Mayor Hopes New Laws Reduce Local Gun Crimes | News, Sports, Jobs

Emily Parkin

Gov. Kathy Hochul signs a package of bills Monday to strengthen gun laws in New York. The state hopes to lessen gun violence and gun-related deaths.
AP photo

The city of Jamestown is currently in the midst of its longest stretch without a gun crime or gun-related arrest this year.

The city’s streak through Monday’s City Council meeting had lasted four days.

Other cities weren’t as lucky. From Friday through Sunday, shootings across the country included house parties, a graduation party, a girl killed at a sleepover in Detroit, a night club shooting in Tennessee and a hospital in Goldsboro, North Carolina.

Sundquist traveled to Albany on Monday to watch Gov. Kathy Hochul sign New York’s latest package of gun violence prevention legislation before speaking about the issue to City Council members.

“As you all know there is a huge issue in almost every urban area with gun violence and we are certainly not immune to that,” Sundquist said. “One of the things I was asking the police chief the other day is, we have a board down in the police department with the number of days we’ve gone without a gun incident, whether it’s the confiscation of a gun or some type of gun-related incident. Most days the chief, correct me if I’m right or wrong, it hovers around one or two. We’ll have gone one or two days without an incident. We’re at four now, so a weekend. And I want to remind folks that this weekend across the United States there were countless numbers of gun violence incidents — 15 people dead, 60 people wounded in various incidents across the nation. It’s here. It is in the city of Jamestown and something we need to address.”

Mayor Eddie Sundquist speaks during Monday’s City Council meeting about the state’s newly signed gun legislation as Councilman Tony Dolce, R-Ward 2 and council president, looks on.
P-J photo by John Whittaker

Legislation passed last week and signed into law Monday by Hochul includes:

¯ S.9458/A.10503 requiring individuals to obtain a license prior to purchasing a semiautomatic rifle. Under preexisting New York state law, individuals must be 21 years or older to acquire a gun license.

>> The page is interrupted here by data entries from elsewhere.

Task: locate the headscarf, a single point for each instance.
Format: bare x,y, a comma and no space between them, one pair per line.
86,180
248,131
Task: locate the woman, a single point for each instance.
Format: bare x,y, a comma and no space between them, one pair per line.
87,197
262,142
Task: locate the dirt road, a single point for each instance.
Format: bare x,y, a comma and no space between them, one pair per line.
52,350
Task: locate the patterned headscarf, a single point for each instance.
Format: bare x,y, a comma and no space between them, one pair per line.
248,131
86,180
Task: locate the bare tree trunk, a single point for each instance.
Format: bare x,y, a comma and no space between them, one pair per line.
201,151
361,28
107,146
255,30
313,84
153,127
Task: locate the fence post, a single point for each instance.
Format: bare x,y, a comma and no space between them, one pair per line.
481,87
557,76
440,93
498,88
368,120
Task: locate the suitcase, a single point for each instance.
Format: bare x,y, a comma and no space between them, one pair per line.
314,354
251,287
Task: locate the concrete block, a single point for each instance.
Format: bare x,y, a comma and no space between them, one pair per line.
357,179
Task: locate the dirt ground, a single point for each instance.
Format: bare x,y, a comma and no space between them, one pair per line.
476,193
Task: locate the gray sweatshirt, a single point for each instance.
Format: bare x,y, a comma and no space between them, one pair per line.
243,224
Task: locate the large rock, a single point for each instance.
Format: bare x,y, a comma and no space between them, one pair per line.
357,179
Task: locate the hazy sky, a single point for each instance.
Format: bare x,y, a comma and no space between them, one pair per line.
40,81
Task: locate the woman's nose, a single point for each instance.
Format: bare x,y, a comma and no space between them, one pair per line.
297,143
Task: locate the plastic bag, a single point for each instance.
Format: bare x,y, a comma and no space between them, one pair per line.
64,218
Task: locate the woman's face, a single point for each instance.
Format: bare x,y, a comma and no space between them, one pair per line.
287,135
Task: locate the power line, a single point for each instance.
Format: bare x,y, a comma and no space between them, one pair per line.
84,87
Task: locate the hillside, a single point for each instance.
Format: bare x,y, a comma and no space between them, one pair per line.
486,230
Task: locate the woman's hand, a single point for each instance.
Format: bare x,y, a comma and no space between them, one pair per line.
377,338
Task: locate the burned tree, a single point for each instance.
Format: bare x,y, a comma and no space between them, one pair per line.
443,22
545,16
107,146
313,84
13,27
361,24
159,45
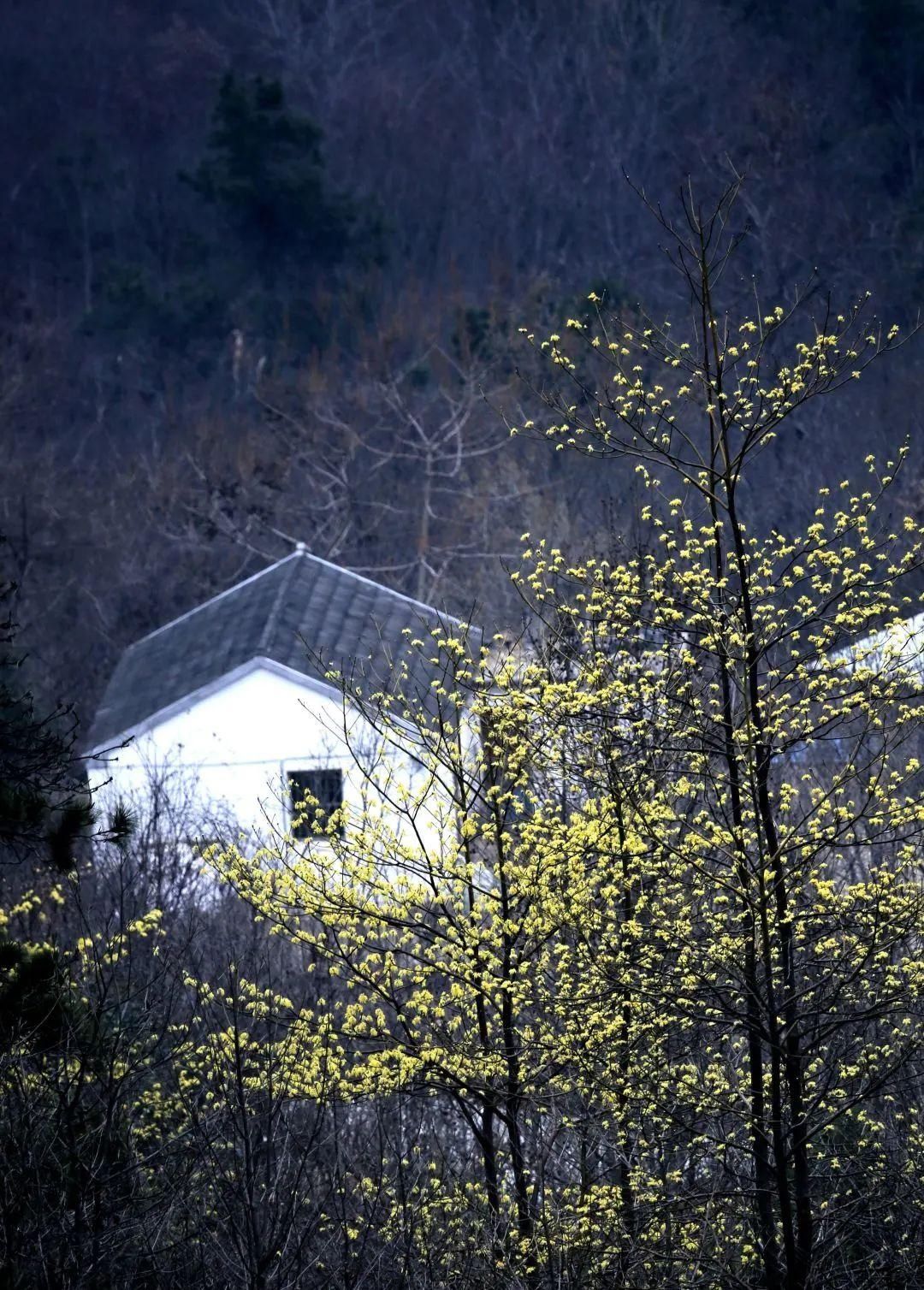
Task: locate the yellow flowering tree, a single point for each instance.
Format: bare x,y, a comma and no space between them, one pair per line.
657,950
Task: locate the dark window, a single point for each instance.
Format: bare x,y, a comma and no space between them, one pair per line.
327,786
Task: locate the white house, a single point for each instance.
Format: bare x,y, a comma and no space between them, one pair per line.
231,701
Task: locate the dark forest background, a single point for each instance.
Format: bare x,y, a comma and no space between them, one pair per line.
264,261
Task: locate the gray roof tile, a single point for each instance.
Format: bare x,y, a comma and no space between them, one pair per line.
302,612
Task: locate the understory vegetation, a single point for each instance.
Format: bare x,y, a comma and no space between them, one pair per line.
645,1010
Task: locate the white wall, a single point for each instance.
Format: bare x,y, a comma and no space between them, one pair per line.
231,749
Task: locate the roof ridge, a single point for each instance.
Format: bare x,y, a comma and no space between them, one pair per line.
270,624
381,586
296,555
212,600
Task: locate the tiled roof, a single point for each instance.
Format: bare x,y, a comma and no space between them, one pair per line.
299,612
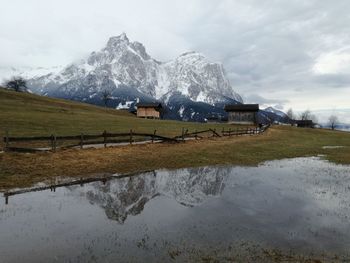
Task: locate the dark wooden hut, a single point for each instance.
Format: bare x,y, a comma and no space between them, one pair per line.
304,123
242,113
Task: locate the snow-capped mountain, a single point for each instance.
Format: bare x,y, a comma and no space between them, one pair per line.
275,111
128,73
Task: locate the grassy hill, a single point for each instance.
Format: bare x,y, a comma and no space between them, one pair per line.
24,114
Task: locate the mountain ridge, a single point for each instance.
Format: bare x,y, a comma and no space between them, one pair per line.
129,73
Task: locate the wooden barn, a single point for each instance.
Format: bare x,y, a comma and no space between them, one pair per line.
242,113
304,123
149,110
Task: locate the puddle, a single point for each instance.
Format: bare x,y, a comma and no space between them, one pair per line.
332,147
298,205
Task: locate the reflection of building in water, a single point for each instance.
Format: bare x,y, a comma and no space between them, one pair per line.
128,196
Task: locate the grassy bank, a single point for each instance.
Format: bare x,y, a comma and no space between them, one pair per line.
24,114
278,142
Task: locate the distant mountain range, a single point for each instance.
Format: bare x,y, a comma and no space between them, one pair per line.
190,87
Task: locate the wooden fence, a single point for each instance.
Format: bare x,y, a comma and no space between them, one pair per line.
117,138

¯ S.9407-B/A.10497 making it illegal to purchase and sell body vests for anyone who is not engaged in an eligible profession. Eligible professions include law enforcement officers and other professions, which will be designated by the Department of State in consultation with other agencies. It also requires that all body vest sales are completed in-person.

¯ S.9113-A/A.10502 expanding who may file an Extreme Risk Protection Order (ERPO) petition to include health care practitioners who have examined an individual within the last six months and amending the firearm licensing statute to ensure that mental health practitioners’ reports on potentially harmful individuals are considered closely when determining whether to issue a firearm license.

¯ S.4116-A/A.7926-A requiring the Division of Criminal Justice Services to certify or decline to certify that microstamping-enabled pistols are technologically viable and if certified as viable, to establish programs and processes for the implementation of such technology; and establishes the crime of the unlawful sale of a non-microstamping-enabled firearm.

¯ S.9456/A.10504 expanding the definition of a “firearm” to include any weapon not defined in the Penal Law that is designed or may readily be converted to expel a projectile by action of an explosive. This is intended to capture firearms that have been modified to be shot from an arm brace, which are evading our current definitions of firearms and rifles.

¯ S.9229-A/A.10428-A eliminating the grandfathering of large capacity ammunition feeding devices that were lawfully possessed prior to the enactment of the Safe Act or manufactured prior to 1994.

¯ S.89-B/A.6716-A creating the crimes of making a threat of mass harm and aggravated making a threat of mass harm.

¯ S.4970-A/A.1023-A requiring enhanced reporting by law enforcement to the state and federal gun databases. Agencies must report seized or recovered guns to the criminal gun clearinghouse; participate in the ATF’s collective data sharing program; and enter the make, model, caliber, and serial number of the gun into the national crime information center.

¯ S.4511-A/A.7865-A requiring social media networks in New York to provide a clear and concise policy regarding how they would respond to incidents of hateful conduct on their platform and maintain easily accessible mechanisms for reporting hateful conduct on those platforms.

¯ S.9465/A.10501 creating a new Task Force on Social Media and Violent Extremism. Housed in the Office of the Attorney General, the Task Force will study and investigate the role of social media companies in promoting and facilitating violent extremism and domestic terrorism online.

“These are some of the laws that were enacted today,” Sundquist said. “We’re hoping this helps the city reduce some of the guns. It is a small step. There is a still a lot more needed in terms of mental health and additional support. Trust me, we all agree there needs to be more funding. This is a small step toward that. We hope our federal partners will start to critically look into the issue of gun violence. I can’t tell you how often, every day, I get an email from our mayors’ group about gun violence and trying to do something.”